System.Func and System.Action

If you are using .NET 3.5 or more recent then there are builtin delegates available to do the same job as CallTarget0. These are Func (used for functions that return a value) and Action (used for .NET methods that have a void signature).

These delegates live in the System namespace but you must add a reference to the System.Core assembly before you can import them. If you need compatibility with .NET 2 it is easier to stick with CallTarget0.

import clr
clr.AddReference('System.Core')
from System import Action, Func

function = Func[object, object](targetCallableHere)
action = Action[object](anotherCallable)

out and ref parameters

Where you need to return multiple values in Python you typically do it by returning a tuple. In C# you would normally use an out parameter. A method that takes an out parameter effectively modifies the parameter in the scope calling the method. This doesn't fit with the way Python treats variables and would modify Python semantics if implemented in the same way as C#. Instead out parameters are simply treated as an extra return value.

From C#:

String value;
Bool success;

success = SomeMethod(out value);

From IronPython:

success, value = self.SomeMethod()

Similar to out parameters are ref parameters. These need to be initialised with a value, so they can't just be returned as additional values. Instead we create a reference using clr.Reference.

From C#:

int value = 6;

SomeMethod(ref value);

From IronPython:

import clr

reference = clr.Reference(6)
self.SomeMethod(reference)

updated_value = reference.Value

Implicit conversion

Some datatypes allow implicit conversion to another type as a way of reducing the need for casts. You allow this in your own types, in C#, by defining the implicit operator:

using System;
struct Digit
{
   byte value;

   public Digit(byte value)
   {
      if (value > 9) throw new ArgumentException();
      this.value = value;
   }

   // define implicit Digit-to-byte conversion operator:
   public static implicit operator byte(Digit d)
   {
      Console.WriteLine( "conversion occurred" );
      return d.value;
   }
}

In C# you can just declare a Digit to be a byte and the conversion happens, no need for a cast:

Digit d = new Digit(3);

// implicit (no cast) conversion from Digit to byte
byte b = d;

In IronPython we have no type declarations so we can't trigger the implicit conversion. Instead we can use clr.Convert to do the conversion:

>>> import clr
>>> clr.AddReference('Digit')
>>> from Digit import Digit
>>> from System import Byte
>>>
>>> d = Digit(2)
>>> clr.Convert(d, Byte)
conversion occurred
<System.Byte object at 0x0...2C [2]>

clr.Convert takes an object and the type you want to convert it to. It is new in IronPython 2.6.

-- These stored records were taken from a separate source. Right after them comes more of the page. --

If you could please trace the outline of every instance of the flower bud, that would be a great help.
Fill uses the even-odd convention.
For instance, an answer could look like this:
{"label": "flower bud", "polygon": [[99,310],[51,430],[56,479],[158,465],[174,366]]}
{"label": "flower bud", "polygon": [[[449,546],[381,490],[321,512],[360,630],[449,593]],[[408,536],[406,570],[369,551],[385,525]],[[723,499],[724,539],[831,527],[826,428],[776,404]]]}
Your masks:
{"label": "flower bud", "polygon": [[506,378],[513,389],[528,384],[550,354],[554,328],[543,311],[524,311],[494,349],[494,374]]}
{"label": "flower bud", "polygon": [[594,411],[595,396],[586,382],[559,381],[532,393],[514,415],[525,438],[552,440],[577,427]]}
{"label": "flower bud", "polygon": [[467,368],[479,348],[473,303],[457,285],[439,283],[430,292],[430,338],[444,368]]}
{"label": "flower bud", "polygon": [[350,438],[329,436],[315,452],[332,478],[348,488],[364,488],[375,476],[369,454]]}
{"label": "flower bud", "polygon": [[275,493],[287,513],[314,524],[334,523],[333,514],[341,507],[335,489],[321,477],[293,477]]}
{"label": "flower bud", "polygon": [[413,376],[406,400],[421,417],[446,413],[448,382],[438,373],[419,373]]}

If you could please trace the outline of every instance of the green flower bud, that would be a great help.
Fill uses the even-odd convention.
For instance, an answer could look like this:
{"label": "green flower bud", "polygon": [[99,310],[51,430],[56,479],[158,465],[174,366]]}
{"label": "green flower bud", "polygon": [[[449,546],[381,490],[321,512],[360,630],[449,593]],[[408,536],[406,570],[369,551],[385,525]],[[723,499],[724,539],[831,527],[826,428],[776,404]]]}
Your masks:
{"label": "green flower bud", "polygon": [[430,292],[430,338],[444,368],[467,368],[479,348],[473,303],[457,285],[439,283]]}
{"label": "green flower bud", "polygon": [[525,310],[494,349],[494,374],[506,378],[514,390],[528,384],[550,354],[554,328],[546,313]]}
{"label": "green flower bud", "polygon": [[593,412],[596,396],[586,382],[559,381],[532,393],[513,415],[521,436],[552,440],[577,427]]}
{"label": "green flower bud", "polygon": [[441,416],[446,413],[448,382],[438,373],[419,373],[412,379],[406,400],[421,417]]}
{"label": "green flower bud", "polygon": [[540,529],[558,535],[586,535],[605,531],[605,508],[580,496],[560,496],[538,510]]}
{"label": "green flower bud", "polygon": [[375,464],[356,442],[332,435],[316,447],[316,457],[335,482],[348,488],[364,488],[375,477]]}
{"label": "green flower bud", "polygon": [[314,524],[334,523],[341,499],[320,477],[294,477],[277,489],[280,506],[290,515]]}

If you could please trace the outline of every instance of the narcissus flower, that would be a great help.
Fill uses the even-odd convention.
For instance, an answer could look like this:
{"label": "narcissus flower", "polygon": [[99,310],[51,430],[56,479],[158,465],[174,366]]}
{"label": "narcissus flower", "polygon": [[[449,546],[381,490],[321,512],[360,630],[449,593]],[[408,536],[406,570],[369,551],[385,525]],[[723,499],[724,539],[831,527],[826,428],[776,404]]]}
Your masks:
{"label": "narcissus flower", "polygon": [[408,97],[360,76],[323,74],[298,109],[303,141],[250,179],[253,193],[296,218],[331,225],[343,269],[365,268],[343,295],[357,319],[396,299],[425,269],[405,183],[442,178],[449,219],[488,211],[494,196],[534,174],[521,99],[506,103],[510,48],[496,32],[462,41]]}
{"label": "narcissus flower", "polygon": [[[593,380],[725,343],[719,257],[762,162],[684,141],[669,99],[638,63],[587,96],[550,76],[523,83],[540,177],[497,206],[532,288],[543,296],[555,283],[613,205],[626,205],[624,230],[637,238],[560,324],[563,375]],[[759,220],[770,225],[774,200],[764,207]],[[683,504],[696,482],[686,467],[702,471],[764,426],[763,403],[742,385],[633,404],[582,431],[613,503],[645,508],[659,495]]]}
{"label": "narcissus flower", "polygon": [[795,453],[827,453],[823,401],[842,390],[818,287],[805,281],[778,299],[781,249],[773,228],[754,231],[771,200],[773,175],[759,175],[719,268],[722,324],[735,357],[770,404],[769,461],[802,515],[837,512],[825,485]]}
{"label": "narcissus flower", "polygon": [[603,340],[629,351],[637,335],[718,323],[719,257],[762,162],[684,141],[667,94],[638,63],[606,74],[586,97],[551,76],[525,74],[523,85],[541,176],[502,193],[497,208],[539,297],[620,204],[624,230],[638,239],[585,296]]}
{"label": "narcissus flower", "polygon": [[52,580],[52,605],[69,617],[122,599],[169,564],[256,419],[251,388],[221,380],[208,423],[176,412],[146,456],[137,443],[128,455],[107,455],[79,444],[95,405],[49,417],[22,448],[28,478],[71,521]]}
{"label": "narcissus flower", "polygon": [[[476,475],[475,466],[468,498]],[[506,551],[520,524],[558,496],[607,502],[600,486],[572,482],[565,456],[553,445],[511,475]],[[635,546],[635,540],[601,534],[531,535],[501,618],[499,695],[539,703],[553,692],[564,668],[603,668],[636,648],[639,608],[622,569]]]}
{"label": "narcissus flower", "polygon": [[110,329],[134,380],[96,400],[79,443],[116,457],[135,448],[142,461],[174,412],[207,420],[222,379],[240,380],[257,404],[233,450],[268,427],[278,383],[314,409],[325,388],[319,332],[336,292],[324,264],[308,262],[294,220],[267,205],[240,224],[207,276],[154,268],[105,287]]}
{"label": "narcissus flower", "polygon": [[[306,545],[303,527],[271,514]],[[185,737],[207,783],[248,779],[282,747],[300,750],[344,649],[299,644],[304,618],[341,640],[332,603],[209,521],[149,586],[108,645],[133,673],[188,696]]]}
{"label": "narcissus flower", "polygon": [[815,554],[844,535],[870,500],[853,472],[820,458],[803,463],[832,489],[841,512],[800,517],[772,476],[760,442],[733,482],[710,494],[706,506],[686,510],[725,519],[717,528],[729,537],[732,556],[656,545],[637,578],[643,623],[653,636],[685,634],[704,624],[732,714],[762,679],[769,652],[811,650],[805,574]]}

The IronPython Equivalent of typeof

If you're converting code from C# to IronPython you may come across example code that uses the C# typeof operator. This is effectively a compiler directive (bound at compile time) rather than causing anything to happen at runtime.

For example, if you were using the Reflection.Emit APIs to emit IL you might need to translate the following line from C# to IronPython:

generator.Emit(OpCodes.Newarr, typeof(string));

In Python types are first class objects, but if we try and use the .NET types directly then .NET code will actually see an IronPython reflected type rather than the System.Type object it expects. There are actually several ways of performing an operation equivalent to typeof in IronPython, but a convenient way is to use clr.GetClrType passing in the type object.

Here's an example using the Python type str, which of course is System.String (and either would do - they are different ways of spelling the same thing in IronPython):

>>> import clr
>>> clr.GetClrType(str)
<System.RuntimeType object at 0x0...02B [System.String]>

Interfaces

Interfaces are a way of specifying that certain types have known behavior. An interface defines functionality, and the methods and properties for that functionality.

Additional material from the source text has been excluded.